Validation and Submission is no more available

EBI BioSample and OLS services made changes on their API and InjectTool is now unable to validate and submit new dato into BioSamples. You can see more information in github issues #119 and #120

Submitting data into BioSamples

The following steps illustrate the procedure to deposit datasets into the BioSamples archive, thus subsequently making it available on the IMAGE data portal

Signing Up and registering to EBI AAP

Click on Sign-Up in the top right corner of InjectTool site and start to sign up with InjectTool. In the form, you have to provide a valid email address and select your organization from the provided list. If you don't find your organization, you need to contact InjectTool developers.

Sign-Up Sign-Up-Form

After registration is complete, you will receive an email to the address used for registration. Click on the activation link, in order to complete the InjectTool registration. Now you will require an EBI AAP profile in order to submit your data to EBI BioSamples archive. Please note that we can't store your AAP credentials on our site, you need to keep record of your AAP credentials to make the submissions. Click on Generate a new AAP profile button to fill out the form to create a new EBI AAP profile:

Generate a new AAP profile Generate a new AAP profile Form

If the registration is successful, you will be able to generate a new AAP token. This token is stored in your browser session, will be valid for 24 hours and will be used to perform BioSamples submissions. When submitting data to BioSamples, InjectTool will check token validity and will ask the user to generate a new token if necessary. You can check your token status by clicking My Token on your username dropdown list in the top right corner of the page

Get token info

Preparing a new submission

Before starting a new submission with InjectTool, you need to prepare data to upload. Currently, InjectTool support data files from CryoWeb, CRB-Anim and Template data upload.

Creating a CryoWeb dump

CryoWeb data need to be exported as data-only dumps, as described from Postgres pgdump documentation. First of all, search for CryoWeb database. You can log into postgres database and then get database list with \l command, as in the following example:

# psql -U postgres -h localhost
psql (9.1.24)
SSL connection (cipher: DHE-RSA-AES256-GCM-SHA384, bits: 256)
Type "help" for help.

postgres=# \l
                                   List of databases
   Name    |    Owner    | Encoding |   Collate   |    Ctype    |   Access privileges
-----------+-------------+----------+-------------+-------------+-----------------------
 cryo1     | apiis_admin | UTF8     | en_US.UTF-8 | en_US.UTF-8 |
 postgres  | postgres    | UTF8     | en_US.UTF-8 | en_US.UTF-8 |
 template0 | postgres    | UTF8     | en_US.UTF-8 | en_US.UTF-8 | =c/postgres          +
           |             |          |             |             | postgres=CTc/postgres
 template1 | postgres    | UTF8     | en_US.UTF-8 | en_US.UTF-8 | =c/postgres          +
           |             |          |             |             | postgres=CTc/postgres
(4 rows)

    

cryo1, owned by apiis_admin, is the target database we need to dump. Other databases are system databases. Log out from the Postgres console with \q and then make a data-only dump using the --data-only parameter for the apiis_admin schema, as in the following example:

# pg_dump -U apiis_admin -h localhost --encoding=UTF8 --column-inserts --data-only --schema apiis_admin cryo1 > cryoweb_data_only_dump.sql
    

cryoweb_data_only_dump.sql will be a plain text-file in UTF8 encoding we need in order to create a new submission from CryoWeb data.

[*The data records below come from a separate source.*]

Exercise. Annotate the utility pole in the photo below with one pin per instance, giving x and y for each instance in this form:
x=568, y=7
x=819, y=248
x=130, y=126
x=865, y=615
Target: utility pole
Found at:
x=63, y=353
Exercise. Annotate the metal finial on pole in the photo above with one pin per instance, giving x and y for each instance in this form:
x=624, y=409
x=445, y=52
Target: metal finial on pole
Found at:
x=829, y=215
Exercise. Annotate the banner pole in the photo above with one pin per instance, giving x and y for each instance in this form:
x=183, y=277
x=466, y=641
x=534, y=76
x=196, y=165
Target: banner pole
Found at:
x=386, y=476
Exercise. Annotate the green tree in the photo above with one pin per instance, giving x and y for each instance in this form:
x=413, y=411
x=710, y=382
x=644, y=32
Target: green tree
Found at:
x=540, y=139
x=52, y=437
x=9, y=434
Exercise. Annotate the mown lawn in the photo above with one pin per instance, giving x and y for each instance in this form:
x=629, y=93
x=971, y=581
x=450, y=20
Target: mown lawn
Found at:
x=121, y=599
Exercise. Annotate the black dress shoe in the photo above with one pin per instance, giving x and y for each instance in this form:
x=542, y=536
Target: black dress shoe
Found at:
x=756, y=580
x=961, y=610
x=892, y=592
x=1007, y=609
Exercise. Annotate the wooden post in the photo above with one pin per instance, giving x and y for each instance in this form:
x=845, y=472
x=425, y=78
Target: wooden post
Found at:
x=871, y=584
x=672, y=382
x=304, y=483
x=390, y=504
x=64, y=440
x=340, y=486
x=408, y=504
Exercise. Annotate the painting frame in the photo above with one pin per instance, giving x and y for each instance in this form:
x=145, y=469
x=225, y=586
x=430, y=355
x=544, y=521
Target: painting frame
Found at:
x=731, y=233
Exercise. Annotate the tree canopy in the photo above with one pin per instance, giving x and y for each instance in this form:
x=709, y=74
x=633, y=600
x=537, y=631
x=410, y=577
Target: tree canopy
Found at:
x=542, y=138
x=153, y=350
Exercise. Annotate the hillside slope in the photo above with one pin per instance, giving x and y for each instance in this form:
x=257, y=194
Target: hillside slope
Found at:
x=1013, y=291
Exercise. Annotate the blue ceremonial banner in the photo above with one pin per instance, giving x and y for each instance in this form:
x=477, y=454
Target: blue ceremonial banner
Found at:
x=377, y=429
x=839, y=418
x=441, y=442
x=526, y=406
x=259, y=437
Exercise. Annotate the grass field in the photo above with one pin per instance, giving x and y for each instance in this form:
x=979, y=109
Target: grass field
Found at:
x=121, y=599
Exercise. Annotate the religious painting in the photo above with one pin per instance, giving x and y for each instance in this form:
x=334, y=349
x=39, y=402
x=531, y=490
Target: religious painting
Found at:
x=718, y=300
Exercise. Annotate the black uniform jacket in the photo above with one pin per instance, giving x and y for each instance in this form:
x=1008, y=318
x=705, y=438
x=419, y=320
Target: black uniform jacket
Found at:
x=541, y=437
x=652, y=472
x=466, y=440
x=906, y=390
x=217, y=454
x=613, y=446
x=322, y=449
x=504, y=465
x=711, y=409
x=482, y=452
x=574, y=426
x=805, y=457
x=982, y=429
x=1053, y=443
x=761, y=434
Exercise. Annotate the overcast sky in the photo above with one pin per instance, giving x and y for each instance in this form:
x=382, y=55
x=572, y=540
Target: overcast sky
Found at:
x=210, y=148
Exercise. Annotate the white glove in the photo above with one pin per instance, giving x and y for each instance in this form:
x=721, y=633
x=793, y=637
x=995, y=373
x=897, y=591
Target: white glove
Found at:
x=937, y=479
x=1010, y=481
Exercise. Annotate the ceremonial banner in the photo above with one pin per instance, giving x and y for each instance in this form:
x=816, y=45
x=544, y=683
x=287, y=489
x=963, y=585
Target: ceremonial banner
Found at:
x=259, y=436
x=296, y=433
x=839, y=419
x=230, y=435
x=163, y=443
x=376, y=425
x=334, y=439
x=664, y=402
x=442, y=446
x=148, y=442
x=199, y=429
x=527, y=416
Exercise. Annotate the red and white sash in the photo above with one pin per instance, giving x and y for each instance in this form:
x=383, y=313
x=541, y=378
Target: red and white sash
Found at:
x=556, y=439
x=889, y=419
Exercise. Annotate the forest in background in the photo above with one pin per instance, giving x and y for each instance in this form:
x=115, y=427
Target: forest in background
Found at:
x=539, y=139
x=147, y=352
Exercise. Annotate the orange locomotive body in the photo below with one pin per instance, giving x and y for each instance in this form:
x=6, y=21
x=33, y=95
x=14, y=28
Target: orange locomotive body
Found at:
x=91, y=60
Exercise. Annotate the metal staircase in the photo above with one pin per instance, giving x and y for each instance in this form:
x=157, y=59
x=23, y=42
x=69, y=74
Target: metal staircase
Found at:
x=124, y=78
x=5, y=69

Those are the first few lines of the data-only dump:

--
-- PostgreSQL database dump
--

SET statement_timeout = 0;
SET client_encoding = 'UTF8';
SET standard_conforming_strings = on;
SET check_function_bodies = false;
SET client_min_messages = warning;

SET search_path = apiis_admin, pg_catalog;

--
-- Data for Name: animal; Type: TABLE DATA; Schema: apiis_admin; Owner: apiis_admin
--

INSERT INTO animal (db_animal, db_sire, db_dam, db_sex, db_breed, db_species, birth_dt, birth_year, latitude, longitude, image_id, db_org, la_rep, la_rep_dt, last_change_dt, last_change_user, dirty, chk_lvl, guid, owner, version, synch, db_hybrid, comment, file_id) VALUES (851, 816, 2, 118, 2022, 366, NULL, '1999', NULL, NULL, NULL, 144, NULL, NULL, '2010-03-26 12:12:02', 'vsa', NULL, NULL, 12389, 'Italy', 2, NULL, NULL, NULL, NULL);
INSERT INTO animal (db_animal, db_sire, db_dam, db_sex, db_breed, db_species, birth_dt, birth_year, latitude, longitude, image_id, db_org, la_rep, la_rep_dt, last_change_dt, last_change_user, dirty, chk_lvl, guid, owner, version, synch, db_hybrid, comment, file_id) VALUES (852, 1, 2, 118, 2022, 366, NULL, NULL, NULL, NULL, NULL, 144, NULL, NULL, '2010-03-26 12:12:00', 'vsa', NULL, NULL, 12391, 'Italy', 3, NULL, NULL, NULL, NULL);
    

Creating a CRB-Anim dump

Data from CRB-Anim can be imported using a standard CSV file. However, in order to import data correctly, CSV file has to start with a header row in which those column are defined (the order of them doesn't matter): 'sex', 'species_latin_name', 'country_of_origin', 'breed_name', 'animal_ID', 'sample_bibliographic_references', 'sample_identifier', 'animal_birth_date', 'sample_storage_temperature', 'sample_type_name', 'body_part_name', 'sampling_date', 'sampling_protocol_url', 'sample_availability', 'EBI_Biosample_identifier'

Creating a template file

The Template file is created based on the IMAGE metadata. Some information will be provided by InjectTool, for instance the submitter and the institute are provided by the user during the registration process and will be used every time a submission is made under that account. To upload your data, download an empty template file from here and start by filling breed, animal and sample sheets: not all columns are mandatory, please refer to IMAGE metadata - sample specification for a list of mandatory and recommended attributes. Not all columns are required to have a successful upload, please take a look to breed_description, animal_description and sample_description sheets to have an idea on what fields are currently supported by the Template loading process and which values are permitted by InjectTool. Please keep in mind that animal IDs in animal and samples sheets need to be consistent in order to have a successful upload; the same applies to the value used for Species and Breed in animal sheet that need to be consistent with the values used in the breed sheet.

Starting a new submission

From the Dashboard page, click on the Create submission button, and then fill the form properly: every field will form part of the metadata of all records within this submission. The Gene bank country field is important since it will be used to translate terms from the provided language into the standard English if needed. Another important field is the Data source type from which the importer will be determined. Currently InjectTool supports three data sources types: CryoWeb, CRB-Anim and Template. Then you have to choose the file to upload using the Uploaded file field. File should be in plain text and UTF-8 or ASCII encoding for the CryoWeb and CRBanim data import, and in .xlsx for the template file. Providing a different file format will result in a failure in uploading process.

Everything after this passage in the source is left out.